Pasca jatuhnya Baghdad itulah, ulama dan sastrawan Baghdad bersama para ulama Andalusia pergi ke Kairo, Mesir yang pada masanya juga menjadi pusat peradaban. Kedatangan mereka disambut baik oleh Dinasti Mamluk, sehingga mereka merasa tenang dan tentu juga tentram karena perlakuan yang telah mereka dapatkan. 

Perlu diketahui juga bahwa kisaran antara abad ke- 8 H atau abad ke-14 M tersebut merupakan sebuah masa dimana terjadi perubahan dan transisi di seluruh dunia. Tentunya bagi kalangan sejarah.  Hal ini sudah tidak asing lagi didengar karena pada masa itu memang merupakan masa perubahan dan transisi ke arah perpecahan dan kemunduran di dunia Arab, sekaligus perubahan dan transisi kearah kebangkitan di dunia Barat. Kondisi tersebut tentu juga berdampak negatif  bagi kebudayaan Arab pada waktu itu. Demikianlah sedikit gambaran mengenai sosial politik beberapa negeri di masa Ibnu Khaldun.

 

 

Referensi

Ahmad Al-‘Usaiyri. Sejarah Islam: Sejak Zaman Nabi Hingga Abad XX. Terj. Samson Rahman, Jakarta: Akbar Media Eka Sarana, 2003.

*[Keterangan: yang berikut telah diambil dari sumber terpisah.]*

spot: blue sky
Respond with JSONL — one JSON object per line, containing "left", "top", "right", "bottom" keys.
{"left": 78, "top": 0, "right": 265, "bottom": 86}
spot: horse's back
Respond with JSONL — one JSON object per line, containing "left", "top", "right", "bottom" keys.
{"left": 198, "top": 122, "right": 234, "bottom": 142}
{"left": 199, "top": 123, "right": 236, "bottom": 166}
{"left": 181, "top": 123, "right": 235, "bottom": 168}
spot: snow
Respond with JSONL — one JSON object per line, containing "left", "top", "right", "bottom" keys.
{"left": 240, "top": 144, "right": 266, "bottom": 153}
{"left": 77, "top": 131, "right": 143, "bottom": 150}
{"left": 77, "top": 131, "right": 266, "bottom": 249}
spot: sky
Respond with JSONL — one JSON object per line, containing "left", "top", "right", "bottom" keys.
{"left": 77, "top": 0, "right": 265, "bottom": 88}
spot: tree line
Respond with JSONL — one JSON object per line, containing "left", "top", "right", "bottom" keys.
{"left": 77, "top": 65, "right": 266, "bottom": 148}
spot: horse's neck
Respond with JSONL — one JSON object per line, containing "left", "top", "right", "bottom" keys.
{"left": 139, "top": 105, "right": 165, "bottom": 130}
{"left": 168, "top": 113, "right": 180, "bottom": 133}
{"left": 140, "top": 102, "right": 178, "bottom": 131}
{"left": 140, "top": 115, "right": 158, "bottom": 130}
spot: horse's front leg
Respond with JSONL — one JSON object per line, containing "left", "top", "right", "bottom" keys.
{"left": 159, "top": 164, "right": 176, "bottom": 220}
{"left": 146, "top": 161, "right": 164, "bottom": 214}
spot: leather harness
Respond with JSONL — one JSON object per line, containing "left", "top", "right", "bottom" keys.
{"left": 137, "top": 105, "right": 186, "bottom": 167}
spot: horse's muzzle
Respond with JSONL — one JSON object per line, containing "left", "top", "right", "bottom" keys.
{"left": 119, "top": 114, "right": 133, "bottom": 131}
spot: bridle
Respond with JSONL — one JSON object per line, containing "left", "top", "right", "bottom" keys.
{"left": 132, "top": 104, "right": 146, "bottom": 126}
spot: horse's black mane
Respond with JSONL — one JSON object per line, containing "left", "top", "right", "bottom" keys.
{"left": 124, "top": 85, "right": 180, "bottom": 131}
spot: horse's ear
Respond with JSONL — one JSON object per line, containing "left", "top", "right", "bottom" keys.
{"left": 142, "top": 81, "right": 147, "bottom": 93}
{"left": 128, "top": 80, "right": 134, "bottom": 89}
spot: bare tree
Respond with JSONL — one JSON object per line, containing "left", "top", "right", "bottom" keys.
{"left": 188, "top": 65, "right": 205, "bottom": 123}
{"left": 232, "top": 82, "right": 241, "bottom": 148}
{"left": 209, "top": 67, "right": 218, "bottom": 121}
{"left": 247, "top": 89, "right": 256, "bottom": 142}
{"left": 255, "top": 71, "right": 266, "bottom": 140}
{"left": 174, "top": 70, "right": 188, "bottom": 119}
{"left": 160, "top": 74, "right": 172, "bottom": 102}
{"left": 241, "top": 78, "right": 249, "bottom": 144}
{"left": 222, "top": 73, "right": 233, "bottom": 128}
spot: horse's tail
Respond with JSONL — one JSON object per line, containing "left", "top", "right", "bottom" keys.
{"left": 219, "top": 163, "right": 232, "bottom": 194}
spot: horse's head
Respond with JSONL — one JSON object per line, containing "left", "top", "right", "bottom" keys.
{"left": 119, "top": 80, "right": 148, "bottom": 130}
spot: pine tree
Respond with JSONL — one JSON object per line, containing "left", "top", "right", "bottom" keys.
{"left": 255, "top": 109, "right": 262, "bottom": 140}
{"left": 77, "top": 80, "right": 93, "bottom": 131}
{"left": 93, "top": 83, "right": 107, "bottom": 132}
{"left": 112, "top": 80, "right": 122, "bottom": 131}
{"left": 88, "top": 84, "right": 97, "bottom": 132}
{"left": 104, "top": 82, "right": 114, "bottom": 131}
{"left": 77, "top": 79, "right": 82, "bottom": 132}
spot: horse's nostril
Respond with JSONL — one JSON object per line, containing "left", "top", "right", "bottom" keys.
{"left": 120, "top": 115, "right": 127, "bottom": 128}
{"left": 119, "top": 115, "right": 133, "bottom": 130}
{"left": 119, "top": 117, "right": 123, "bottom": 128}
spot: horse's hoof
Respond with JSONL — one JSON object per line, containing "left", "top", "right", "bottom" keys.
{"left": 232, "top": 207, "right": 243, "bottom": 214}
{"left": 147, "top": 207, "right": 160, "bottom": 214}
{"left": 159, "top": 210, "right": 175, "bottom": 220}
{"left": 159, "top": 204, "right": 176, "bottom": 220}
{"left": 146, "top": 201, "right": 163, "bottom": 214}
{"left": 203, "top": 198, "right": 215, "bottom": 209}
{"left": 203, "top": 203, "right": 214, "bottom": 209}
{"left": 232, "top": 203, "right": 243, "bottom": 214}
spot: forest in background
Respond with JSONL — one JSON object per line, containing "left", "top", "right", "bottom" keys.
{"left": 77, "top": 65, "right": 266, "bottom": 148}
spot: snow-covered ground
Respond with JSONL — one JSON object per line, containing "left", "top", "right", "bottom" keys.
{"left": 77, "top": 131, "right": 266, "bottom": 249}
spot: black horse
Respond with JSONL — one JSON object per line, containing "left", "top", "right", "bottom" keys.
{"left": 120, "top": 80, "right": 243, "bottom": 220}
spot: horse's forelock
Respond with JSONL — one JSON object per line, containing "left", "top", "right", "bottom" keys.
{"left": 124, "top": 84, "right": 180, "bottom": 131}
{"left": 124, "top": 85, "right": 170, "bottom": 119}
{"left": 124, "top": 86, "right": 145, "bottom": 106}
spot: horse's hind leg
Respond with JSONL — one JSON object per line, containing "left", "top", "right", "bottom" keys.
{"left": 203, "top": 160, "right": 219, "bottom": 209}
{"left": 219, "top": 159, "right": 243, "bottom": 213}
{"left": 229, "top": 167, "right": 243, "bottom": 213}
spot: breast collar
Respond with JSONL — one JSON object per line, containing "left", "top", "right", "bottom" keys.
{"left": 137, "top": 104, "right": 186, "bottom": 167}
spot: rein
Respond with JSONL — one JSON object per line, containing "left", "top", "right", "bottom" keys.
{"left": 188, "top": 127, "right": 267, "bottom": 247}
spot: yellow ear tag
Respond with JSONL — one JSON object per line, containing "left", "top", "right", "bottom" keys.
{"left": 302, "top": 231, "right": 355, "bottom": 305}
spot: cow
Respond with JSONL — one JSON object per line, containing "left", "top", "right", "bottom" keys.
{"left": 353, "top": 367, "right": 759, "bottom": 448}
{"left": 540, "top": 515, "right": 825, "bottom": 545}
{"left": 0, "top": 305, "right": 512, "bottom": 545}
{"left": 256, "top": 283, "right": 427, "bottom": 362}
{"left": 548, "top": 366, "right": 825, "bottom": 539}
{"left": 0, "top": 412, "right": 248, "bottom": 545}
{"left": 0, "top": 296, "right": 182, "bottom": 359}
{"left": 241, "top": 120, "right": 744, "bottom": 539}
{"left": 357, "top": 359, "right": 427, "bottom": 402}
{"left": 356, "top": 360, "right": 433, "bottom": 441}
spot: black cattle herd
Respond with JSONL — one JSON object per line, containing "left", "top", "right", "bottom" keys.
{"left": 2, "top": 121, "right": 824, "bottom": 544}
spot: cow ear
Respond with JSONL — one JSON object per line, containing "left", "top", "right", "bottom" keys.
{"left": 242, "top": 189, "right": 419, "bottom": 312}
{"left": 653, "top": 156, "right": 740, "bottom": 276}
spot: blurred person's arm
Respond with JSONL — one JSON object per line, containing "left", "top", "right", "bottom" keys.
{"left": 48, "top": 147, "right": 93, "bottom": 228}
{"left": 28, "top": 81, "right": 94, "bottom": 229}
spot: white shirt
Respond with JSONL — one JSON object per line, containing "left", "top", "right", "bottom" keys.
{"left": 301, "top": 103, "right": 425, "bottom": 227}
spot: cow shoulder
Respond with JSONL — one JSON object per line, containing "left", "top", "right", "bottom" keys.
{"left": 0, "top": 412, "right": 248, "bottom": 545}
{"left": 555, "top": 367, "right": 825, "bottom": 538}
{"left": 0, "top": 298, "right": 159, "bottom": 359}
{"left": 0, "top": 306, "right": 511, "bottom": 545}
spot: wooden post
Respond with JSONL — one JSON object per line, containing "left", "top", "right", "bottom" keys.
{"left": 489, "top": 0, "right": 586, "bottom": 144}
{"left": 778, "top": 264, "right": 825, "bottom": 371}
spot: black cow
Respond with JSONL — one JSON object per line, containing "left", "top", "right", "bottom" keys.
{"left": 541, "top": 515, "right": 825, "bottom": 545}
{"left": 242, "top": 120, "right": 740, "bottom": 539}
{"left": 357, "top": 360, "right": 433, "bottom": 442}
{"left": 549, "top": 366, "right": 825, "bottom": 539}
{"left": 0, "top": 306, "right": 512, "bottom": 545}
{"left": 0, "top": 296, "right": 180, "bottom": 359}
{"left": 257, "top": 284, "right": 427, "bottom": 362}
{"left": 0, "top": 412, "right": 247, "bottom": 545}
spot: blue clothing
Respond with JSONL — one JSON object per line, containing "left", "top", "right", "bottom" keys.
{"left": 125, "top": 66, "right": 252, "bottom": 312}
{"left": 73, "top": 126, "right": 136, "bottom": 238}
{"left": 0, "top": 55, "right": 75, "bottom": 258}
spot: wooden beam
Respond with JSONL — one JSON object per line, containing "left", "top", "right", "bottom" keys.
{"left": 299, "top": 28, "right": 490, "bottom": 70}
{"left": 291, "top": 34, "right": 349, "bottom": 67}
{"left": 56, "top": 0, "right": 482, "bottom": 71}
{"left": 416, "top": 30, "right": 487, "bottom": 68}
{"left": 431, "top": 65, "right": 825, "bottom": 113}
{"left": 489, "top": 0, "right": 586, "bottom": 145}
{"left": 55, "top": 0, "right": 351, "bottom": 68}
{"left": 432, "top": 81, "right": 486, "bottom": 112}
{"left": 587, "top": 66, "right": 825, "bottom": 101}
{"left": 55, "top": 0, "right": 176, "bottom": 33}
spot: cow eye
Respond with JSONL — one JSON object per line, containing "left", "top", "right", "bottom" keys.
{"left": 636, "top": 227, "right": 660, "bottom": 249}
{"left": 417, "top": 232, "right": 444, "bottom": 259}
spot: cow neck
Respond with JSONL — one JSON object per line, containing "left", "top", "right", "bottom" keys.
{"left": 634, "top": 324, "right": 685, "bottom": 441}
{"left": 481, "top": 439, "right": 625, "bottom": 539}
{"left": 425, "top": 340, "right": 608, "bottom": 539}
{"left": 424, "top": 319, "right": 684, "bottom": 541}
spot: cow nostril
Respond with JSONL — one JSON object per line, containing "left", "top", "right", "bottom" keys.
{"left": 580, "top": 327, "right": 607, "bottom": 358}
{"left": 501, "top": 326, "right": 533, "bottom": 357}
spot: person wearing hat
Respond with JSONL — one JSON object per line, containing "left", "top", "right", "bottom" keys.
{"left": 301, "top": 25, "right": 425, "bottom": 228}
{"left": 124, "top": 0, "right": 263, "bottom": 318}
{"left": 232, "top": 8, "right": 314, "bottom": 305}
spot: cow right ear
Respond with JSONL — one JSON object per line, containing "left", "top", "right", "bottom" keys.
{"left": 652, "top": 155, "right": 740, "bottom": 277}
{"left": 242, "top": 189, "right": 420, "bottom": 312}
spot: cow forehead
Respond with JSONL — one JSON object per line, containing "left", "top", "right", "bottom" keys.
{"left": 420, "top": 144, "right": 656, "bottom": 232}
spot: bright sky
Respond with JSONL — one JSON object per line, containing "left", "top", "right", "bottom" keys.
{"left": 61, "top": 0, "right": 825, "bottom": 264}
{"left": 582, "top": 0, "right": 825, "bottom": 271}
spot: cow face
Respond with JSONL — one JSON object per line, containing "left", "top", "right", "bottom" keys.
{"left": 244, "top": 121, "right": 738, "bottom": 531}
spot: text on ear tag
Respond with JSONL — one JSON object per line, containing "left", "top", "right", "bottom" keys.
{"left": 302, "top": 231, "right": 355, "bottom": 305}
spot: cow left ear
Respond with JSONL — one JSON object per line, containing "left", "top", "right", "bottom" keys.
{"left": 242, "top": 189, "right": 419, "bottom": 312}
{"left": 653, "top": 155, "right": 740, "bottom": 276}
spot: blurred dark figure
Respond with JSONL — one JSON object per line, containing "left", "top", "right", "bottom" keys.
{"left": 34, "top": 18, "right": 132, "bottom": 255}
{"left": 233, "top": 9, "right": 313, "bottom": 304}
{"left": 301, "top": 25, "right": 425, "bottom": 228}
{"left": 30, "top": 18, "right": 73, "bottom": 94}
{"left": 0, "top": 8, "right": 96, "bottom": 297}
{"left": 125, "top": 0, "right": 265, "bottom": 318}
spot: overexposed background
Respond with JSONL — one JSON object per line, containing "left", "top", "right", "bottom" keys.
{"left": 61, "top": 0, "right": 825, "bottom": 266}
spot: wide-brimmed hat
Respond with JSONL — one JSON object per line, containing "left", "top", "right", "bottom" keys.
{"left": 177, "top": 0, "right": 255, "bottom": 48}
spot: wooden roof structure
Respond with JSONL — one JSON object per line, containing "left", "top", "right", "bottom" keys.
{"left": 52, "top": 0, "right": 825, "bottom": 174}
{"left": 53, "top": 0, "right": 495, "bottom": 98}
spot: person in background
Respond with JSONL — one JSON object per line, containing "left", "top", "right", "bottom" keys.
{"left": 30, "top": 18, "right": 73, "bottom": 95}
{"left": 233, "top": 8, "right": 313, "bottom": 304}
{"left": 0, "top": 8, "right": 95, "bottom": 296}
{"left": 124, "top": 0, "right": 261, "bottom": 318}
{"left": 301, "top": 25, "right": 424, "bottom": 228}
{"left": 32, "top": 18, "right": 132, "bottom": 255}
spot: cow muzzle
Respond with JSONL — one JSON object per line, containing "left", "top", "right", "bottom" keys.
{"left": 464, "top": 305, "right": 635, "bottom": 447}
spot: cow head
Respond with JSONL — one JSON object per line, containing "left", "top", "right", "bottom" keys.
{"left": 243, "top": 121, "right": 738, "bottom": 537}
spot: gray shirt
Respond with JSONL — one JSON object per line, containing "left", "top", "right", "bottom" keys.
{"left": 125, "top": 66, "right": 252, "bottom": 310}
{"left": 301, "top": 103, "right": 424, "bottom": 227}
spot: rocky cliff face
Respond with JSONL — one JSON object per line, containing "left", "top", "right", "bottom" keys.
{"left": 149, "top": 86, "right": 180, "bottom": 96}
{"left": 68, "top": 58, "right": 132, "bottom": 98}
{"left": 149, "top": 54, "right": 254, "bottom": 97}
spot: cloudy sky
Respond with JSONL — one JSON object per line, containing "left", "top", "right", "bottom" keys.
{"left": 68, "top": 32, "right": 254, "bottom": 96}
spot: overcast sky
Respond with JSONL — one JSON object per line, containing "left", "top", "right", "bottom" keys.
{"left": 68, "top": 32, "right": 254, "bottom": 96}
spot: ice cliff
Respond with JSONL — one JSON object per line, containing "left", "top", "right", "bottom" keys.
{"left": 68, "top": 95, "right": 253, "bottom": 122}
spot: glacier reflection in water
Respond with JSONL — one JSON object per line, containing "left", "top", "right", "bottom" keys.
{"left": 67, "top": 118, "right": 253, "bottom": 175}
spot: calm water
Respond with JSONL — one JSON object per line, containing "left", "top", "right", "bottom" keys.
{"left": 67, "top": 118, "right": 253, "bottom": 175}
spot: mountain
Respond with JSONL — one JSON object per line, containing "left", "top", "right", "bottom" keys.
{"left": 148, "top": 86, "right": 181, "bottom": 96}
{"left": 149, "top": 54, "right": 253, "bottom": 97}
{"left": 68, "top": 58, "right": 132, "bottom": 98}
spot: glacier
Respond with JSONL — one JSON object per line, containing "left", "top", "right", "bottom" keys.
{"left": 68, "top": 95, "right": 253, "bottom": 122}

Firdaus Syam, Pemikiran Politik Barat: Sejarah, Filsafat, Ideologi, dan Pengaruhnya Terhadap Dunia Ke-3, Jakarta: Bumi Aksara, 2010

Munawir Sjadzali, Islam dan Tata Negara: Ajaran, Sejarah dan Pemikiran, Jakarta: UI-Press, 1993.

Abdul Mu’ti Muhammad Ali, Filsafat Politik Antara Barat dan Islam, terj. Rosihin Anwar, Bandung: Pustaka Setia, 2010

Abdurrahman bin Muhammad bin Khaldun, Mukaddimah Ibnu Khaldun, Terj. Masturi Irham, Jakarta: Pustaka Al-Kautsar, 2011.